Die Umwandlung zum transnational agierenden Großkonzern wird durch die Führungskräfte der Konzernmutter und denen in den Tochterunternehmen weiter vorangetrieben. Bei GM spricht man in diesem Zusammenhang von globalen Plattform-Architekturen. Einerseits erlauben diese, weltweit Produkte zu differenzieren. Dadurch, dass z.T. identische Bauteile eingesetzt werden können, bieten sie andererseits auch die Möglichkeit, kostengünstige Produkte weltweit anzubieten. Seit 2006 haben alle GM-Tochtergesellschaften ihre Lizenzen für Technologien (angefangen bei Motoren und Getrieben bis hin zum Design der Autos und Fertigungsverfahren) an eine weitere Tochtergesellschaft (Global Technologie Organisation [GTO]) verkauft. Durch diese Maßnahme stellt GM Strukturen zur Verfügung, die es ermöglichen, Wettbewerbsvorteile zu sichern und auszubauen und Synergieeffekte in allen Tochterunternehmen zu nutzen. Außerdem fand im Rahmen der letzten Restrukturierung in Europa eine funktionale Neustrukturierung des Konzerns statt. Durch die getroffenen Maßnahmen hat GM die ersten Schritte in Richtung transnationaler Unternehmung getätigt. Weitere werden in naher Zukunft folgen.
Die Veränderung der Konzernstrukturen hat unter anderem zur Folge, dass jeden Tag mehrere hundert Mitarbeiter im Ausland tätig sind, um Vereinbarungen zu treffen, neue Technologien kennen zu lernen oder um verschiedene Projekte umzusetzen. Da all diese Einzelaktivitäten von Menschen koordiniert, kontrolliert und strukturiert werden müssen, damit gemeinsame Leistungen erbracht werden können, ist Führen ein universelles Phänomen. (vgl. Thomas, Stumpf 2003, Führungsverhalten, S.70) In der wissenschaftlichen Literatur gibt es viele unterschiedliche Definitionen. Für die vorliegende Arbeit soll zum einen die Definition von Rosenstil gelten. Er fasst Führung aus organisationspsychologischer Sicht auf, als unmittelbare, absichtliche und zielbezogene Einflussnahme durch Vorgesetzte auf Unterstellte mittels Kommunikation. Zum anderen soll aber auch berücksichtigt werden, dass man dieser eher eng abgegrenzten Auffassung einen breiter angelegten Führungsbegriff gegenüberstellen kann, der das Rollenspektrum beschreibt, das mit einer Führungsposition in einem sozialen Gefüge verbunden ist. (s. Abb. 2) (vgl. Thomas, Stumpf 2003, Führungsverhalten, S.71)

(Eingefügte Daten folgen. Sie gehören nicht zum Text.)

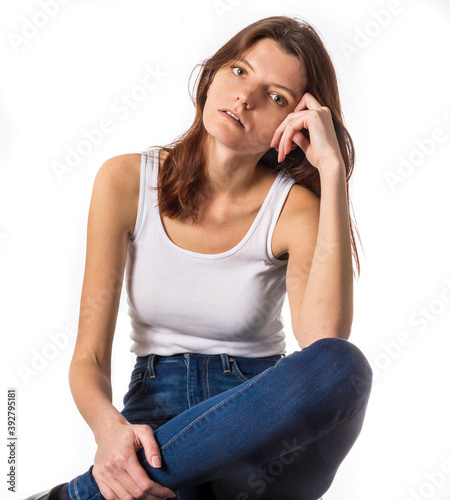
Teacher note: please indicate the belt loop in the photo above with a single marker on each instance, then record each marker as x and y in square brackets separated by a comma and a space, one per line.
[150, 365]
[226, 362]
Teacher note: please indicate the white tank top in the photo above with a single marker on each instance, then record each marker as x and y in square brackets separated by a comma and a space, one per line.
[182, 301]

Abb. 2 Unterschiedliche Rollenerwartungen an den Inhaber einer Führungsposition nach Mintzberg
Quelle: Thomas, Stumpf 2003, Führungsverhalten, S.72
In dieser Arbeit wird der Begriff des Managers dem der Führungskraft gleichgesetzt. Auch wird der Begriff „Unternehmensführung“, die sich der zielorientierten Gestaltung von Aspekten des Führungsprozesses, der Führungstechniken und Führungs-instrumente verschrieben hat, verwendet. (vgl. Bea et al. 1997, Führung, S.2)

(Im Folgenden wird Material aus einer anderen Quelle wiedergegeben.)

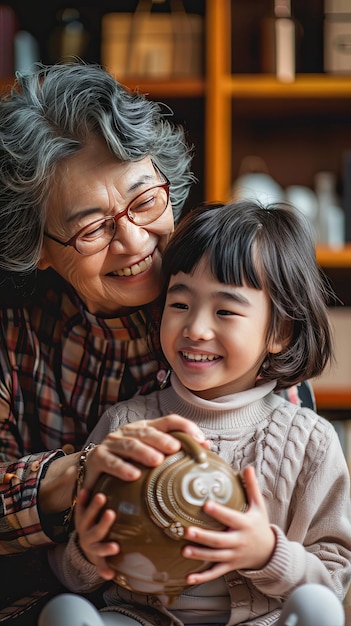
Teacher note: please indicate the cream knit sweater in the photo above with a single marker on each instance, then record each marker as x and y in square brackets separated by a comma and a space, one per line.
[304, 479]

Innerhalb einer Unternehmung können verschiedene kulturelle Orientierungssysteme aufeinander prallen. Da jedes auf seine eigene Art und Weise versucht die Umwelt zu bewältigen, kann es zu Konflikten kommen. Konflikte ergeben sich immer dann, wenn zwei gegensätzliche Bedürfnisse gleichzeitig existieren und eines nicht befriedigt werden kann. Konflikte sind dadurch dauerhafter Bestandteil des Alltags von Individuen und Unternehmen. (vgl. Gilbert...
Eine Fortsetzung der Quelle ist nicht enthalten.